彼女に好きだと言えたら、どんなに良かっただろう。一緒にいたいと言えたなら。
そんなことは考えるな。今は、柊木さんとの約束を果たすことだけを考えろ。
それから、直樹はヘブブルを遊び始めた。
女の子たちがトップアイドルになるまで育成するゲームで、合間合間にライブが挟まる。
直樹は、アイドルという文化には三次元も二次元も馴染みがなかったが、トップアイドルという夢に向かって、仲間たちと研鑽し合い、キラキラした青春を過ごす女の子たちの日常を、追いかけるのは、率直に言って楽しかった。
特に星乃ルカという少女が、直樹は気に入った。明るいムードメーカーで、みんなから愛されるリーダー。なんとなく陽葵に似ていると思った。奇しくも、外見も陽葵にそっくりだった。

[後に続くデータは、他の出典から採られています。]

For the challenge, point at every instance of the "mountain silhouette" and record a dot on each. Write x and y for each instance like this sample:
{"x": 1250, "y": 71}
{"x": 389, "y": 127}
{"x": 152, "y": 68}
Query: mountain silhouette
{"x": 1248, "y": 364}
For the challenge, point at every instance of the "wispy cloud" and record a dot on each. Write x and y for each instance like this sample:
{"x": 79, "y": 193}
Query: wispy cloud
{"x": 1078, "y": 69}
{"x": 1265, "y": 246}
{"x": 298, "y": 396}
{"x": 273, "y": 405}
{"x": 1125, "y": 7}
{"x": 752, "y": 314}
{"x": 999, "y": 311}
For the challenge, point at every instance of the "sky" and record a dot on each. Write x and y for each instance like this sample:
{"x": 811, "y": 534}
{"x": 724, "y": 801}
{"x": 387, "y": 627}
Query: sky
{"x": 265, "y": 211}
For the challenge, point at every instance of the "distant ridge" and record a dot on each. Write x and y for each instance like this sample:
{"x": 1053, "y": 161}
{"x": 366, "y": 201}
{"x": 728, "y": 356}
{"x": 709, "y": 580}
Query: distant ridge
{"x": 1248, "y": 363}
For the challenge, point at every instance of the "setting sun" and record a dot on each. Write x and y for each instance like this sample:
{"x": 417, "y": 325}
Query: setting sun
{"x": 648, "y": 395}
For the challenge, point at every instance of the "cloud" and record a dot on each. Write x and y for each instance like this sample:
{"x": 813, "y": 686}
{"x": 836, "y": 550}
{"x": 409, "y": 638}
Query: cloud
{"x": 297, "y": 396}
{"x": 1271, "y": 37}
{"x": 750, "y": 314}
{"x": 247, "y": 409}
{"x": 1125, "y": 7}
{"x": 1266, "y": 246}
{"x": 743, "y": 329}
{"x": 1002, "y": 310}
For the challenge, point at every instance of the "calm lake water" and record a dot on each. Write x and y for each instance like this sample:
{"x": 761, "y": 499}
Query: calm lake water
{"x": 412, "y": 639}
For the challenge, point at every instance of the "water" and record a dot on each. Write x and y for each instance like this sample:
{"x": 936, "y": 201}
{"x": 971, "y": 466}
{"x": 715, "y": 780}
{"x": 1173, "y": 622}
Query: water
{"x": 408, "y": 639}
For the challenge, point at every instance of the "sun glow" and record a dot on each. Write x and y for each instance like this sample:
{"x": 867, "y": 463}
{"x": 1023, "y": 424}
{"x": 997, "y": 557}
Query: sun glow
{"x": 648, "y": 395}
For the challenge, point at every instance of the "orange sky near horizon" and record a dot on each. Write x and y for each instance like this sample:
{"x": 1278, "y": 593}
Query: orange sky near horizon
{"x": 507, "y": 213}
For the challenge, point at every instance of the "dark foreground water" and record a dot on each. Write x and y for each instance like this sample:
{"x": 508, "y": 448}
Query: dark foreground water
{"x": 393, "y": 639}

「さっきから、その子ばっか優先してるけど、推しなの?」
「推しかどうかはわからないけど、ちょっと気になってる」
陽葵は画面に映ってる星乃ルカをじっと見つめる。
「ちょっと、あたしに似てるね」
「そう……かも、な」
「ふーん。直樹ってこういう子が好みなんだ?」
「いや、好みっていうか、なんつーか……」
陽葵はニヨニヨしながら直樹を見る。
「ほーん?」
なんだかすごく悔しい。
「課金はしないからなっ!」
「誰もそんなこと聞いてないじゃんっ」
スマホが振動し、柊木からのメッセージが表示される。
『ライブの予想曲のリストです。明日、仕事の後にカラオケでコールの練習をするので、全曲聴き込んでおいてください』
「うわぁ……」
直樹の口から、思わず言葉が漏れる。
「これは、大変だね……」
柊木から送られてきたリストは、二十六曲にも及んでいた。